Thunder fut élue à la tête de la délégation des Etats-Unis pour 1998 et fut sollicitée pour présider une commission des relations humaines, des droits de l’homme et des problèmes des femmes. Non sans humour, on l’a appelée la « Commission des grands-mères ». Elle est composée de Grand-mère Sarah, Grand-mère Anna et Grand-mère Thunder. Leur réaction fut de déclarer : « Les grands-mères prennent soin de leurs enfants, de leurs petits-enfants ainsi que de leur futur. » Thunder a récemment entrepris de rédiger une étude sur le rôle des femmes dans la spiritualité et dans les religions mondiales.

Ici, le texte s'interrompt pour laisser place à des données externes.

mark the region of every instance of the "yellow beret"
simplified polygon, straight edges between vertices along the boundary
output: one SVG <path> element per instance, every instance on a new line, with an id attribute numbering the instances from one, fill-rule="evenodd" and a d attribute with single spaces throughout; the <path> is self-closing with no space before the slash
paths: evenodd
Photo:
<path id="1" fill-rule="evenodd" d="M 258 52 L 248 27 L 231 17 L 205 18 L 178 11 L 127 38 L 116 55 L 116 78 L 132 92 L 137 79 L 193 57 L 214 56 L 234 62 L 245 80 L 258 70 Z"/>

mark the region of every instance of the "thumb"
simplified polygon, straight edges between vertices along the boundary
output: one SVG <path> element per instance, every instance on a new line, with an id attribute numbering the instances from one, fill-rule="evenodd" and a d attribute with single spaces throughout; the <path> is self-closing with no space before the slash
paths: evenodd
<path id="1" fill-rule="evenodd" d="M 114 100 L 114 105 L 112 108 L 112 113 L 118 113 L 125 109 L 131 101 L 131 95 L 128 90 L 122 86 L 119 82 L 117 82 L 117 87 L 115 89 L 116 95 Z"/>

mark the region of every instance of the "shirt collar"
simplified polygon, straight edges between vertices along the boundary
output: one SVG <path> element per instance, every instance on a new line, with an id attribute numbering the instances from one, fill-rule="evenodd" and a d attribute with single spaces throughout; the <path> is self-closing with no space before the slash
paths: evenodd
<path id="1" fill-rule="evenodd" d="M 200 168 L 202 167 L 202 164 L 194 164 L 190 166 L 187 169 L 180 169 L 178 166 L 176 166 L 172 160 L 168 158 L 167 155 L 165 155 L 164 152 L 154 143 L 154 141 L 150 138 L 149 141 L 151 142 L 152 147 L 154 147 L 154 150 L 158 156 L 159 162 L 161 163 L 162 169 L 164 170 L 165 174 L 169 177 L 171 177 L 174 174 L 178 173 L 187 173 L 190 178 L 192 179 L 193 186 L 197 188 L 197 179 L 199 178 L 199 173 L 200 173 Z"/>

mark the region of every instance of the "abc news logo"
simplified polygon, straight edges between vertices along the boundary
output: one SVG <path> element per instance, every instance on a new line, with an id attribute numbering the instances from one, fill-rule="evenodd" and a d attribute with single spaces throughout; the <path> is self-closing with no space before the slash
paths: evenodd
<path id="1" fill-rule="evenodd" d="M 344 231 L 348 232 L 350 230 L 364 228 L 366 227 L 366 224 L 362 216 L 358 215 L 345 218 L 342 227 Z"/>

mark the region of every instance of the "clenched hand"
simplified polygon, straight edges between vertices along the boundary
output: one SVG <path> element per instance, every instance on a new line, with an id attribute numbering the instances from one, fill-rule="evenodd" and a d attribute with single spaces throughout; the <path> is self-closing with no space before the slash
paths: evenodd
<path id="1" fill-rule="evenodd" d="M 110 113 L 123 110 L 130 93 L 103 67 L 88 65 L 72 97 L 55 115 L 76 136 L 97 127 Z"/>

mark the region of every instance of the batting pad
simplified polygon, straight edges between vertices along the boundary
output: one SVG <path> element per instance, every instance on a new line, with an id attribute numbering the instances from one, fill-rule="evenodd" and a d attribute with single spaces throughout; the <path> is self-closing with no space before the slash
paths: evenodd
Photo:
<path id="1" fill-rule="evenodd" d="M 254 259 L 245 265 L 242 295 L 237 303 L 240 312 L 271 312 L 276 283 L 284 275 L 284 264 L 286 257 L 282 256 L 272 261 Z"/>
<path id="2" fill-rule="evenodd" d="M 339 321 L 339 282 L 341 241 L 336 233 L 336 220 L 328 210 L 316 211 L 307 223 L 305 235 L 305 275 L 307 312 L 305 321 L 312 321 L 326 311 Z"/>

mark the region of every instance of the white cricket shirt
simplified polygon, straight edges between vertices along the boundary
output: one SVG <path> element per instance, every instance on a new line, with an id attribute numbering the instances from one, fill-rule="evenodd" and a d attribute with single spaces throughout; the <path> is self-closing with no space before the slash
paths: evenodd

En souvenir de son voyage, Thunder a déclaré : « Ce fut un miracle et un rêve que de partager mes sentiments les plus profonds sur la spiritualité, d’interroger les participants sur le rôle des femmes dans les religions du monde, de présenter à l’assemblée le défi d’éduquer les enfants dans l’amour plutôt que dans la violence, d’avoir rencontré le dalaï-lama et d’avoir reçu sa bénédiction. Il est l’incarnation de la compassion et le maître de l’humour et de la joie.
Les moines ont demandé au dalaï-lama ce qu’ils pouvaient faire au monastère en mémoire de lui. « Chaque matin, souvenez-vous des oiseaux et chantez pour eux, comme ils ont chanté pour moi pendant mon séjour ici », a-t-il répondu après un temps de réflexion.